-[ D A Y 0.5 ▻ KOU - NENE ]

Angst Week Pungut Project

Right Person, Wrong Time / Sacrifices

Minamoto Kou - Yashiro Nene
[Jibaku Shounen Hanako-kun]

Future Fic!

Sepanjang waktu dilintasi. Satu hari penuh dilewati. Bersama makhluk hidup paling baik yang pernah Ia kenali.

Walaupun begitu, rasa rindu pada orang selain dia tak bisa hilang begitu saja.

Entah sudah berapa bulan berlalu, Ia tak tahu. Berapa ratus hari yang Ia jalani tanpa kehadirannya lagi pun, gadis itu tak tahu. Menghitungnya hanya akan menambah sesak, mengingatnya hanya akan menghasilkan air mata.

Gadis tersebut tahu tak seharusnya hal ini Ia pikirkan. Gadis itu tahu tidak boleh meratapi hal yang telah terjadi di saat hari ini seharusnya menjadi hari yang penuh dengan kata bahagia. Yashiro Nene tahu ... dia tidak bisa menyakiti perasaan orang lain, terlebih orang tersebut adalah orang yang tengah berusaha menghiburnya di saat dirinya sendiri masih menyimpan luka hati.

Warna biru cerah bersama sapuan putih menghiasi kanvas raksasa. Disertai hangatnya sinar mentari yang membuat hari ini cocok sebagai hari jalan-jalan.

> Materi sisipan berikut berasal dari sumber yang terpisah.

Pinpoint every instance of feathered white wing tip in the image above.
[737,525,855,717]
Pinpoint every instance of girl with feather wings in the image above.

Helaian cream yang dikuncir kuda melambai terkena hembusan angin siang di tengah kota. Kedua kakinya berjalan mengikuti orang di depan, ada kalanya Ia tertabrak dan hampir tenggelam dalam kerumunan jika saja sebuah tarikan ringan di tangannya tidak terjadi.

Sang pelaku tarikan segera memandunya keluar dari banyaknya orang di sekitar mereka. Tak lama setelah dua insan tersebut keluar. Lelaki bernama Kou itu melepaskan tangan Nene secara perlahan lalu tersenyum canggung sambil mengusap tengkuknya, "Maaf, senpai. Aku lihat kau sedang kesulitan."

Nene menggeleng dengan lembut, "Tidak apa-apa. Jika kau tidak melakukannya, mungkin aku akan kehilanganmu. Terimakasih, Kou-kun."

"Uhm, sama-sama."

Sang gadis tersenyum. Menatap Kou dengan hangat bagaikan menatap adiknya sendiri. Merasa bahagia karena telah mengenalnya selama kurang lebih satu tahun ini.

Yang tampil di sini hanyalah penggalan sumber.